Wim van Oorschot and Heejung Chung also engage with the issue of flexicurity. In this case, the concern is with ‘dual insecurity’, the subjective perception of the (in)security of both employment and income, assessed from European Social Survey data covering 22 countries. While the national mix of social and labour market policies affects the outcomes, the most important influence on subjective (in)security appears to be the level of per capita GDP. The implication is that in an era of austerity, cutbacks in policy efforts such as lifelong learning and active labour market measures – which are designed to enhance security – will inevitably increase insecurity.
Christian Lhyne Ibsen is concerned to explain the dynamics of coordinated wage bargaining, focusing on Sweden and Denmark as critical cases. He uses experience in the two countries to test three different theories: rational choice, rationalist institutionalism and discursive institutionalism, each implying a different interaction of cooperation and coercion. An adequate explanation of the two cases, he argues, must take account of the non-cooperative character of bargaining coordination and the ways in which cooperation is itself conditioned by power relations.
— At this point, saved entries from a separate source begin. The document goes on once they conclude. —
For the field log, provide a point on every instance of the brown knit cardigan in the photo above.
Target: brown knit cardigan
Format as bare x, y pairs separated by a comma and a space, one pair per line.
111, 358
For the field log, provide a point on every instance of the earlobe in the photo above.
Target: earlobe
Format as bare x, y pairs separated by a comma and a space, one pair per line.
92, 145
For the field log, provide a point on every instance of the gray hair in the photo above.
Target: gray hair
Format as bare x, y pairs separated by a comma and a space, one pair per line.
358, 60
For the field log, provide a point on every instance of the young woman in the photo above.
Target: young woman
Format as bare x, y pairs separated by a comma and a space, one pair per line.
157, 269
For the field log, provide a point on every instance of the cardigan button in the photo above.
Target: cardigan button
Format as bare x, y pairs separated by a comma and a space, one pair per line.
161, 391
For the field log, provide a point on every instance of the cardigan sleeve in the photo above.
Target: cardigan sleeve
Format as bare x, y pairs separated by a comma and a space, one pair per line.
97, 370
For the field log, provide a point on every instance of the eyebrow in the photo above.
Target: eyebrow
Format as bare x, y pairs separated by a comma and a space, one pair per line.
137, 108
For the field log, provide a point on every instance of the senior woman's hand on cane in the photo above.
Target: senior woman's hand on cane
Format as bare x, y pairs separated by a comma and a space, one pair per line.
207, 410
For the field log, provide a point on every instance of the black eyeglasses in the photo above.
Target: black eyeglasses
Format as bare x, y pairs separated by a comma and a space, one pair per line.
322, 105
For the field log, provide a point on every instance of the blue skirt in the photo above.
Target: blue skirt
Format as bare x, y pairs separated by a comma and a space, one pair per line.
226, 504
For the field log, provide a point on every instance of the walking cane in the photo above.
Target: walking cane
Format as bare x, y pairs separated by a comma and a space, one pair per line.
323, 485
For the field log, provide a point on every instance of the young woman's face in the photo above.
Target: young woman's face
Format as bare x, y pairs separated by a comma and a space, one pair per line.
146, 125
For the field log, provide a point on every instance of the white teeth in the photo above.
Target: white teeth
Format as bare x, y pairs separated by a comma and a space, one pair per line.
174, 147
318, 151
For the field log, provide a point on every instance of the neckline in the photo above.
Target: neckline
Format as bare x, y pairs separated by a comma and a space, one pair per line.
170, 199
The complex negotiation of potentially conflicting interests is also central to the article by Robert H. Kleinknecht. His concern is how employee participation through works councils and board-level representation affects companies’ financial performance, particularly in times of economic adversity. Using data from 726 firms listed in national stock exchanges in the majority of European countries, he concludes that strong employee representation is associated with lower financial performance in favourable economic conditions, but that the reverse is the case in periods of economic difficulty. The suggested explanation is that the ‘conservatism’ of employee representatives, by inhibiting high-risk policies, increases company resilience in the face of economic crisis.
The link between employee representation and economic performance is also a key theme of the article by Guy Vernon. More specifically, his concern is the relationship between national trade union structure, pay (in)equality and productivity growth. Using OECD data for 14 countries over 30 years, he finds a contrasting relationship between pay compression and economic performance according to the degree to which trade unions are ‘encompassing’ or more fragmented, and he suggests explanations for this pattern.
The year 2015 will see the first national election in Europe in which EU–imposed austerity is the central issue. The outcome will have important repercussions for all of us. By the time this issue is published, we will all know the likely trajectory of the European political economy in the coming years.